Verneuil is recognized as performing the first interpositional arthroplasty of the knee in 1863 when he inserted a flap of joint capsule between the distal femur and proximal tibia.⁶,⁷ The clinical outcomes of this initial interpositional arthroplasty are unknown. Others continued to develop and experiment with interpositional arthroplasty utilizing various materials, including fascia lata, muscle, chromicized pig bladder, silk, gutta percha, magnesium, gold, silver, rubber, cellophane, nylon, and other materials. Dr John D. Murphy, working at Rush Medical College and Northwestern Medical College in Chicago during the first decades of the 20th century, conducted experiments with interposition of local tissues, pedunculated fascia and fat, into ankylosed joints and reported on the histologic appearance of these tissues in animal models as well as performing interpositional arthroplasty in various joints of human patients.⁸,⁹ Dr Willis C. Campbell, practicing in Memphis, was also a proponent of interpositional arthroplasty and published widely on his technique, including indications, surgical technique, postoperative protocols, and outcomes (Fig. 1-2).¹⁰ Campbell reported on 12 cases and the majority of patients were purported to have reasonable results with most patients achieving near full extension and flexion from 50° to 90°.¹⁰ Duncan C. McKeever, working in Houston, Texas, experimented with cellophane interpositional arthroplasty in the 1940s, but results were unsatisfactory. John G. Kuhns and associates at the Robert B. Brigham Hospital in Boston reported on their experience with interpositional arthroplasty utilizing various synthetic materials.⁷ Their initial attempts to interpose “malleable, nonoxidized metallic sheets” proved unsuccessful, and they ultimately settled on the use of nylon interposition. The authors reported complications that included motion less than 60°, pain, re-ankylosis, infection, worsening arthritis, and others; however, they did report satisfactory results in 58 patients and unsatisfactory in 12 patients treated with their nylon interposition technique.⁷ Although interpositional arthroplasty, particularly with transfer of local autogenous tissues, provided encouraging outcomes over short-term follow-up, these
procedures were ultimately subject to degradation of the interpositional material, which later authors attributed to recurrence of pain and instability, and these procedures were unable to correct mechanical deformity.

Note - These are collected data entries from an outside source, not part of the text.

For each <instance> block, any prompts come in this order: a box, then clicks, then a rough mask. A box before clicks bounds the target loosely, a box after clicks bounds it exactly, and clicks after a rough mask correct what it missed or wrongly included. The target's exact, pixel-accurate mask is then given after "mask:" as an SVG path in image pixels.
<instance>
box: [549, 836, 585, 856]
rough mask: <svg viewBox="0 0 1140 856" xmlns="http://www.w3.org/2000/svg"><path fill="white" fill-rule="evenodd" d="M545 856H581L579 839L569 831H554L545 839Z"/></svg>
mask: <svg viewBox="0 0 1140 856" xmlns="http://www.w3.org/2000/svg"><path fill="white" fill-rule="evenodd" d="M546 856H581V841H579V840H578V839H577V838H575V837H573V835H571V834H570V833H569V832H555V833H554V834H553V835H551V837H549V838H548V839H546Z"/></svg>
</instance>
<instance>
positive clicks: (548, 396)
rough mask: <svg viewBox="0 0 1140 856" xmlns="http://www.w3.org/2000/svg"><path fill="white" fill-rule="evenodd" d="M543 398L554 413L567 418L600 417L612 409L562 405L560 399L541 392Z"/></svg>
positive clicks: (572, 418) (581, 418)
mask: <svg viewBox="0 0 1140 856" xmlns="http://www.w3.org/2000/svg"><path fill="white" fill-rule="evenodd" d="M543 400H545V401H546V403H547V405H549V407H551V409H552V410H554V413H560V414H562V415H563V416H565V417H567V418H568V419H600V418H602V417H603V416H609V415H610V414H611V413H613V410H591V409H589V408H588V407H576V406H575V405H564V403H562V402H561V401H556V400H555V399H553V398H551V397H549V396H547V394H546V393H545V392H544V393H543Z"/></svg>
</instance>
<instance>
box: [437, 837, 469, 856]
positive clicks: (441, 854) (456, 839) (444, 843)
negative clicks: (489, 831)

Dissatisfied with results of soft-tissue interpositional arthroplasty and taking inspiration from Smith-Petersen’s technique of vitallium cup arthroplasty in the hip, surgeons began to design devices for hemiarthroplasty in the knee. Dr Campbell, in conjunction with his colleague Dr Harold B. Boyd, developed a vitallium prosthesis to resurface the distal femur in much the same way Campbell had resurfaced the distal femur with his soft-tissue interposition. The size of the implant required was estimated preoperatively using radiographs and was then fabricated for each patient. The prosthesis was affixed to the distal femur utilizing two flanges that hooked to the posterior condyles and then a vitallium screw inserted through the device into the anterior distal femur.¹¹ Boyd implanted the first vitallium distal femoral hemiarthroplasty in 1938 and Campbell published a preliminary report of the technique in 1940, which he had performed on two patients.¹² The results of the initial two vitallium distal femoral hemiarthroplasties were disappointing, with both patients achieving only limited motion postoperatively. The work of Boyd, Campbell, and Smith-Petersen would ultimately lead to the development of the femoral prosthesis used at the Massachusetts General Hospital, which included a stem for intramedullary fixation attached to the femoral resurfacing portion of the prosthesis that was intended to provide increased stability. The implant would become known as the MGH prosthesis (Fig. 1-3).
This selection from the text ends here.